Endometrial Receptivity Map (ER Map) analysis and embryo transfer recommendation

Endometrial biopsy samples were processed for RNA extraction and RT-qPCR expression analysis of ER Map genes, as described elsewhere10. Results from the test allow the diagnosis of the receptivity status of the endometrium at the time of the biopsy and the identification of the WOI.

Results from the test can classify an endometrium into: “receptive” or “not receptive” (either “pre-receptive” or “post receptive”). When an endometrium is classified as “receptive”, it means that the WOI matches the day on which the biopsy was taken. The embryo transfer is recommended to be scheduled on the same day and type of cycle on which the biopsy was taken. If an endometrium is classified as “not receptive”, either pre-receptive or post-receptive it means that the WOI is displaced. A second biopsy to confirm the displacement is recommended and embryo transfer scheduled accordingly (Fig. 3).

Figure 3
figure 3

ER Map clinical procedure diagram. Modified from “[pking4th, alexutemov, greyjj] 123RF.com”.
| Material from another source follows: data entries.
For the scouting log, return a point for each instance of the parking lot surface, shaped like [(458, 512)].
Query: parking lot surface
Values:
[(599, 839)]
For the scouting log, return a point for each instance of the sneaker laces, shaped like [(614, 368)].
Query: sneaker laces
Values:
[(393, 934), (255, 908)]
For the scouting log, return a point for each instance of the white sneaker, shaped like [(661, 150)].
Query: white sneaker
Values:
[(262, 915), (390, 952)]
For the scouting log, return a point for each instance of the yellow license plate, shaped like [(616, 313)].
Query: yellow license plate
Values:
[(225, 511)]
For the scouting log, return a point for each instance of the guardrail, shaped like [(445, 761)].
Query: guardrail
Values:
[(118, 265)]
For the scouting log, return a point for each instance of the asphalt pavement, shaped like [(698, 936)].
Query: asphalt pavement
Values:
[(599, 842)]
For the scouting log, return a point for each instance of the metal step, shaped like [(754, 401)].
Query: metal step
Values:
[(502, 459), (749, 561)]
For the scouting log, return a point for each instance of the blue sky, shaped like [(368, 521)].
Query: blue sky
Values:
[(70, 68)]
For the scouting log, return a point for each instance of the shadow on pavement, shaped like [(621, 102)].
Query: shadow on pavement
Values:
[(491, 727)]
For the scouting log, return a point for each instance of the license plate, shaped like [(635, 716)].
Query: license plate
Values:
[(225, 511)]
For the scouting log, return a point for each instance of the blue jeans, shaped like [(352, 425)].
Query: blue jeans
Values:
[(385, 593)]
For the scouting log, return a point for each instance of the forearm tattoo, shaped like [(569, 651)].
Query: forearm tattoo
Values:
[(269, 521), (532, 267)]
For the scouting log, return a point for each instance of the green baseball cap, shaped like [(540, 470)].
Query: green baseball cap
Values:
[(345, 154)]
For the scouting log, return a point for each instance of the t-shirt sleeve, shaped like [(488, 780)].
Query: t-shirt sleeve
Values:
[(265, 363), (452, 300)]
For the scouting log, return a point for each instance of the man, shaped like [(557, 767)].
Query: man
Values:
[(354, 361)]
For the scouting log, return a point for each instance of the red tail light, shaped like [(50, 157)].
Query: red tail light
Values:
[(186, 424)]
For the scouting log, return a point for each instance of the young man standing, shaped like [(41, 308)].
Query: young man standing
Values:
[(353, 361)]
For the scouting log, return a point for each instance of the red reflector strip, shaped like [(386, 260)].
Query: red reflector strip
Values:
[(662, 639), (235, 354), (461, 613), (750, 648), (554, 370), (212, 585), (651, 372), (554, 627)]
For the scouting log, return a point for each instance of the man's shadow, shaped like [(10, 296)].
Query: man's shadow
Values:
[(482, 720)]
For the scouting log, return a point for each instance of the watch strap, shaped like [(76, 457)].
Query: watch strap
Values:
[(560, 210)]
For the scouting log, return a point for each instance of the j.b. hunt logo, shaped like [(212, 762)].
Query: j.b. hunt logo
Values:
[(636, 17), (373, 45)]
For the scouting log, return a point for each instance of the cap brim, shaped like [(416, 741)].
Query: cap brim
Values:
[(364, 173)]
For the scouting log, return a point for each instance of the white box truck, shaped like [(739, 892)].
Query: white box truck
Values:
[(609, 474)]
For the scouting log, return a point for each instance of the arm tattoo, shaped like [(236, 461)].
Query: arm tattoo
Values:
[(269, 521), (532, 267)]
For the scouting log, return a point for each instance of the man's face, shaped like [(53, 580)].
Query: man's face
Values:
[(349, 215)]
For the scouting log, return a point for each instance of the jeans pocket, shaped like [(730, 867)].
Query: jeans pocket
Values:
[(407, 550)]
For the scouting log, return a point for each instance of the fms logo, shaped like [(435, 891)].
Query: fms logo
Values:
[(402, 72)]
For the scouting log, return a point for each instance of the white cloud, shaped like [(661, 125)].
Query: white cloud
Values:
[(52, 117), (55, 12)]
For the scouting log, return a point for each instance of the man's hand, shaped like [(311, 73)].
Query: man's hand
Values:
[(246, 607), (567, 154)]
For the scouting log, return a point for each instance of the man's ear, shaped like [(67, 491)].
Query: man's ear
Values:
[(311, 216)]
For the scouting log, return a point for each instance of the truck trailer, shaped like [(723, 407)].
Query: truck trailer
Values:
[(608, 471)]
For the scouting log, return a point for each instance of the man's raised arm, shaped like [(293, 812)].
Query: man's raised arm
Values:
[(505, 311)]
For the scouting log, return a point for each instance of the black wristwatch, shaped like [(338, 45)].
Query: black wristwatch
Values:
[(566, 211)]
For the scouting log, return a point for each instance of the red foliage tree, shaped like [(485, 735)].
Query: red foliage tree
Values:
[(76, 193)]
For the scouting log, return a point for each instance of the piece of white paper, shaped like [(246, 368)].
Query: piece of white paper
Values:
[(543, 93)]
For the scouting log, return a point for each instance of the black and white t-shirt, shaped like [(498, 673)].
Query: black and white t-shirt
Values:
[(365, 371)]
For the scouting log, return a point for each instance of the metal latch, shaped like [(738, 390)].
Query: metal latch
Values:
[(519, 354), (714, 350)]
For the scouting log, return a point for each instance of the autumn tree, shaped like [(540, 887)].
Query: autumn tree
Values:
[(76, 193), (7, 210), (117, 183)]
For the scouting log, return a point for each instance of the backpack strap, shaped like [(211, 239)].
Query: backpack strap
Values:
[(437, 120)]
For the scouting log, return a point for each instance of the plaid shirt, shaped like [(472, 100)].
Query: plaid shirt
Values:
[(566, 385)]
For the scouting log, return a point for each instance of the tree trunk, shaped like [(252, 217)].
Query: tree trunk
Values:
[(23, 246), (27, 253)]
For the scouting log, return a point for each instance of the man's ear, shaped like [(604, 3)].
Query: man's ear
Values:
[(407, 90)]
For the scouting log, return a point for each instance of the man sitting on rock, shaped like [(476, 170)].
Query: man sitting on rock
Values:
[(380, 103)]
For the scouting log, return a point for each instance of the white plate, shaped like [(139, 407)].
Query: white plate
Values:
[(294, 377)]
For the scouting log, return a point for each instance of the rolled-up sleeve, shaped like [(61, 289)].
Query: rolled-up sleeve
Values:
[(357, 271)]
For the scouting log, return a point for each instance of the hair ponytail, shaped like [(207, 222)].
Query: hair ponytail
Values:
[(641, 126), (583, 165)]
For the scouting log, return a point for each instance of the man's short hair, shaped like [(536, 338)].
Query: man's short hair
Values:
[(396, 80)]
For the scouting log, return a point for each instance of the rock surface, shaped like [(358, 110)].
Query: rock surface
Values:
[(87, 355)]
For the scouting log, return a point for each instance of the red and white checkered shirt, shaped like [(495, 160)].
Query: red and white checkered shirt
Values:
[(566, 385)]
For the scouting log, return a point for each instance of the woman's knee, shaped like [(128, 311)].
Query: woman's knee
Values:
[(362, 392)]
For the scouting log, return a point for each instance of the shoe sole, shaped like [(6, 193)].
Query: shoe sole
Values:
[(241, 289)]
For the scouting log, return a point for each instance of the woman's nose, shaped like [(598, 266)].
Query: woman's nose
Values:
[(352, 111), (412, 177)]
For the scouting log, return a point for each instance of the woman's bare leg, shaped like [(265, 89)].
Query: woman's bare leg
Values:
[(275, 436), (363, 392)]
Embryo culture, cryopreservation and transfer

All embryos were cultured to blastocyst stage and vitrified according to the standard protocols followed at each centre. The best quality embryos available were chosen for transfer. Single embryo transfers were performed in all cases. All transfers were performed in a subsequent cycle with frozen-thawed embryos under hormone replacement treatment cycle similar to the one where the endometrial biopsy was taken. Briefly, women received oestradiol (E2) priming. After confirmation of endometrial thickness > 6.5 mm and a serum progesterone level < 1 ng/mL (3.2 nmol/L), progesterone administration was started for a variable number of days, either following or deviating from ER Map recommendation.

On the day of the transfer, embryos were warmed and, 2 h post-thawing, assessed for survival and re-expansion. Embryo transfer was performed by vaginal ultrasound and soft catheter. The embryo was placed at 1 cm of uterine fundus in CSC medium previously drawn into the catheter.

Data analysis and statistics

Frequencies of receptive, pre-receptive and post-receptive samples within the expected WOI (at P + 5.5) and after a variable number of days of progesterone administration were calculated.

The influence of age and endometrial receptivity status was evaluated by X2 test.

Clinical outcome measures including positive β-hCG rate [βR], clinical pregnancy rate [CPR] and pregnancy loss rate [PLR] between groups of transfers performed either on the WOI identified by ER Map or deviating from this recommendation were calculated and compared. Significant differences between clinical outcome values from the study groups were explored using X2 test.

Positive β-HCG rate [βR] was determined by a β-HCG positive result (β-hCG > 25 IU/L); Clinical pregnancy rate [CPR] was determined by ultrasonographic identification of an intrauterine gestational sac with foetal heartbeat at 8 weeks following embryo transfer. Pregnancy loss rate [PLR] was defined by the failure to detect by US 8 weeks after embryo transfer of an intrauterine gestational sac with foetal heartbeat following a positive β-HCG result.

Data analyses were performed by using IBM SPSS Statistics software version 19.0. A p-value of < 0.05 was considered to be statistically significant.